When most gamblers think about strategic alternatives, they’re considering whether to raise or call at the poker table. But for the Revel Casino Hotel in Atlantic City, that term may actually signal that the current owners are deciding exactly how they want to fold their hand.
According to numerous reports, the current Revel owners (a group led by Chatham Asset Management) are pursuing those “strategic alternatives” when it comes to the struggling casino. In the world of the gaming industry, that phrase rarely means anything good, with common results being that a venue is being shopped around for sale or that the company is considering filing for Chapter 13 bankruptcy. That said, the company has tried to make it clear that they haven’t made any firm decisions yet.
“Revel has not made any decision to pursue any specific strategic transaction or alternative, and there can be no assurance that the exploration of strategic alternatives will result in the consummation of any transaction,” Revel said in a statement. “Revel does not intend to comment further regarding its evaluation of strategic alternatives until such time as the board has determined the outcome of the process or otherwise has deemed that disclosure is appropriate.”
They must have hired a former White House speechwriter for that one.
While that statement may have been a long, long, long way of saying that the company won’t be saying anything any time soon, Revel hasn’t simply been sitting on its hands. The company also announced that they will be increasing their first-lien credit agreement, essentially doubling their credit line from $75 million to $150 million (taking a page from the Caesars Entertainment “How to Manage Your Out-of-Control Debt for Dummies” best-seller, apparently). The original $75 million credit line has been increased to $100 million, while a second loan with a principal amount of $50 million has been taken out with JPMorgan Chase.
These moves come just months after Revel went through Chapter 11 bankruptcy court in order to restructure their debt, which resulted in lenders taking more than an 80 percent ownership stake in the company. That move allowed the cancellation of $1.2 billion in debt, which gave the casino new life.

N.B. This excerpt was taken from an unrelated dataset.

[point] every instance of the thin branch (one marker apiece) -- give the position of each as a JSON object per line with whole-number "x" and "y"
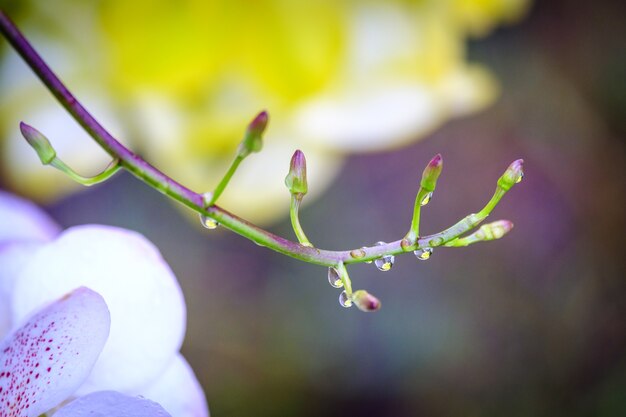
{"x": 158, "y": 180}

Poorly Thought-Out Promotion
But the Revel didn’t come out of that bankruptcy restructuring all that well, despite the best efforts of management. The casino received some bad press after they attempted to draw in customers with a “can’t lose” slots promotion that promised gamblers their money back if they lost on the machines. But players were disappointed to find out that they wouldn’t receive their losses back in cash or as credit they could use at any time; instead, they were allowed to receive credit on future visits, a few percents at a time, and only by coming on specified weeks after the promotion ended.
Still, promotions like that one could signal a shift in the Revel’s strategy. Once envisioned as a non-smoking luxury resort for high-end gamblers, there are signs that the casino is willing to open up its customer base to a broader range of customers, including those on a budget and, of course, smokers. Just a day before their statement on the potential use of strategic alternatives, Revel had a much less prominent press release that pointed out their low-cost dining alternatives, including a $3.99 breakfast deal.
So far this year, Revel has come in at #8 in terms of gambling winnings of the 12 Atlantic City casinos, having taken in $116.3 million from gamblers through the first three quarters. As of now, the company will not be participating in New Jersey’s online casino launch come November 26, either; only they and Atlantic Club – which has also filed for bankruptcy and is now up for auction – will not be represented online among the city’s 12 land casinos.